The pucks have their place- vacations & small bumps in fc/cya.
Adding cya/stabilizer via the sock method gets you adequate cya today. A 4#package of stabilizer will last a long time as you only need about 1/2# to get cya in the 30’s.
Pool Care Basics
Shock it? I have some of that too
 
Be sure your volume is correct.
There’s a calculator at the bottom of this page PoolMath
Use your water height not the pool wall height for the calculation.
 
You can use granular chlorine if that is what you have- be aware of its effects
Trichlor & dichlor are acidic & add cya along with fc
Cal hypo adds calcium along with fc
Use poolmath effects of adding to see the ramifications
 
Thank you. I just enrolled in a chemistry class at the local community college!

I have seen people return their pools after trying to get this all straight so I appreciate your help.

I went to store and got MA and Liquid Bleach.
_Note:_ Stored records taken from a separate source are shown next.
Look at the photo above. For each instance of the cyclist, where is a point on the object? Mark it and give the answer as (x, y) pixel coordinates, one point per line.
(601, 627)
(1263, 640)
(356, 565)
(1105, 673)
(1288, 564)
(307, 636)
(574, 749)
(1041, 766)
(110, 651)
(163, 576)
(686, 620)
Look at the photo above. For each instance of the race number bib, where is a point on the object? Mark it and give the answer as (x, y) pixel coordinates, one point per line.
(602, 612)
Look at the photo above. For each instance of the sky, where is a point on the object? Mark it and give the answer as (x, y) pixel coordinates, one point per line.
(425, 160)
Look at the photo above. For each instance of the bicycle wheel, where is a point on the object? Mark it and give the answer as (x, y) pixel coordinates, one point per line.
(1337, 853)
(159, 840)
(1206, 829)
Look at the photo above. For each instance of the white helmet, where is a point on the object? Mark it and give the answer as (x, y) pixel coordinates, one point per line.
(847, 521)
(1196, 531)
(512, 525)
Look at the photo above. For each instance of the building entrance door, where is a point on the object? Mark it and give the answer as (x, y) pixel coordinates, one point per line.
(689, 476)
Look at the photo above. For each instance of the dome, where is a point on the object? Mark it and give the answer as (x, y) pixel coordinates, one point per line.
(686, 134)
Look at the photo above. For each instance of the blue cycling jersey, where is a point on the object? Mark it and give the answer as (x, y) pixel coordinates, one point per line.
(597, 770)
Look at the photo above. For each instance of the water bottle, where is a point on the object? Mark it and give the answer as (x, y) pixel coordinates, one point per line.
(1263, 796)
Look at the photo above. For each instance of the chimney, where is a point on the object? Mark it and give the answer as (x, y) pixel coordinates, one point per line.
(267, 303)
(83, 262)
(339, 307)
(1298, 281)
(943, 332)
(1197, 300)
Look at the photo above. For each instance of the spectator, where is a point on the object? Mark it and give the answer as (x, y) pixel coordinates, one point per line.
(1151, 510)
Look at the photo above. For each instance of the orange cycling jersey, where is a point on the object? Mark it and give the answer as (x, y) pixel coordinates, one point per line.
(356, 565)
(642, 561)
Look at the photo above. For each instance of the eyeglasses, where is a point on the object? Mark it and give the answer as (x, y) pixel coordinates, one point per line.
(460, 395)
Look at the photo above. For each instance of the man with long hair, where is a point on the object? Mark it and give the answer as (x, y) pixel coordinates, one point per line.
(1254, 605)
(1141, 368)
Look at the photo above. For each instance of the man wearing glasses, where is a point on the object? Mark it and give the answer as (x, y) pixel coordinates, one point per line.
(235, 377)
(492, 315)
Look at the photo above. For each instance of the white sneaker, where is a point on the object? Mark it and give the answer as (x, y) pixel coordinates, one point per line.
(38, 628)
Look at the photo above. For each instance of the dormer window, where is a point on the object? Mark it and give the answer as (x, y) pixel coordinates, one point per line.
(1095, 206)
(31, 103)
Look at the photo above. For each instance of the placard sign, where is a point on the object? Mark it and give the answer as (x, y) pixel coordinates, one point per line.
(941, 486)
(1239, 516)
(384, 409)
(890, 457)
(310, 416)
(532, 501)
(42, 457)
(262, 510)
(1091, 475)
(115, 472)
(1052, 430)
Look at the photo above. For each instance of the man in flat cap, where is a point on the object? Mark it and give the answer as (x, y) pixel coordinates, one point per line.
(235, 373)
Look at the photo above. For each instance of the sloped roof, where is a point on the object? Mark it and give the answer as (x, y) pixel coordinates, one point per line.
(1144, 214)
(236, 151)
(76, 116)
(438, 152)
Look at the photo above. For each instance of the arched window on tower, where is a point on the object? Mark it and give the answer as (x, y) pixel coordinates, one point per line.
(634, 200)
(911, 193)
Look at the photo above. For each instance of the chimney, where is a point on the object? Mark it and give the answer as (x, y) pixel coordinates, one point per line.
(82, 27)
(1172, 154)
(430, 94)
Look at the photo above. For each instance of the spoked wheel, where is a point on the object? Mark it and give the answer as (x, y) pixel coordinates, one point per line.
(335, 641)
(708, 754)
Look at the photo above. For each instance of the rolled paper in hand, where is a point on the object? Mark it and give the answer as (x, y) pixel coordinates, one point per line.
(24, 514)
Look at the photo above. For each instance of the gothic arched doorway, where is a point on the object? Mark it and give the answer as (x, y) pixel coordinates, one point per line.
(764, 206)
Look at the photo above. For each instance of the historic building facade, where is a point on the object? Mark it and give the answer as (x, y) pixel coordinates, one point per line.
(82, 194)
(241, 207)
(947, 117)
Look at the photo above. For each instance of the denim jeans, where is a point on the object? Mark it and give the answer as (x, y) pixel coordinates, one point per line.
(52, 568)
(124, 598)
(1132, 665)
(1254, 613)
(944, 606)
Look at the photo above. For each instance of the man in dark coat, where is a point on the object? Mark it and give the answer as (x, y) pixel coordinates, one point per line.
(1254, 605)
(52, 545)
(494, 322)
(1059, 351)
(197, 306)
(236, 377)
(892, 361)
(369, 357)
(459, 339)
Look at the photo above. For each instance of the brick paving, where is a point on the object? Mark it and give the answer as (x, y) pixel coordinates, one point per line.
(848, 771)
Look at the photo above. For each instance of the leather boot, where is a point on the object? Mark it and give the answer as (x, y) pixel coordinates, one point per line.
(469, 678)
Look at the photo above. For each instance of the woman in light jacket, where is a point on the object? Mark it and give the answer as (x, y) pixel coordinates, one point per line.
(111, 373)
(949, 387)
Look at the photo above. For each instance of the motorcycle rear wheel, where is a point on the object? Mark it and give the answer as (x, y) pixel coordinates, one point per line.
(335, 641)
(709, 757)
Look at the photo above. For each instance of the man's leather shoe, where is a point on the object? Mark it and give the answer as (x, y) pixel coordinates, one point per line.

However the MA I got does not tell you the % of the MA. Pool Math said 6oz for 29%. And 12oz. For 14.5%. I googled and closest answer I could find was 20%. So I put in 9 oz.

I got the polyfill method removing the iron so hopefully I can get better readings. It is my understanding I should not shock it for awhile after these chemicals. Is that right?
 
Thank you. I just enrolled in a chemistry class at the local community college!

I have seen people return their pools after trying to get this all straight so I appreciate your help.

I went to store and got MA and Liquid Bleach. However the MA I got does not tell you the % of the MA. Pool Math said 6oz for 29%. And 12oz. For 14.5%. I googled and closest answer I could find was 20%. So I put in 9 oz.

I got the polyfill method removing the iron so hopefully I can get better readings. It is my understanding I should not shock it for awhile after these chemicals. Is that right?
If you always maintain adequate fc for your cya you should have no need to “shock”.
Shock is a verb- not a product. The act of reaching shock level.
You can use liquid chlorine, whatever granular chlorine product you have to increase fc or acheive shock/slam level just be mindful of its affects on your other parameters as mentioned above. Poolmath effects of adding in the hamburger menu will show you those.

There should be @ “baume” listing on the muriatic acid.
checking ph in about 30 minutes should give you an idea of what your strength is. Did you get any stabilizer/cya? Without cya in the water your chlorine won’t last long.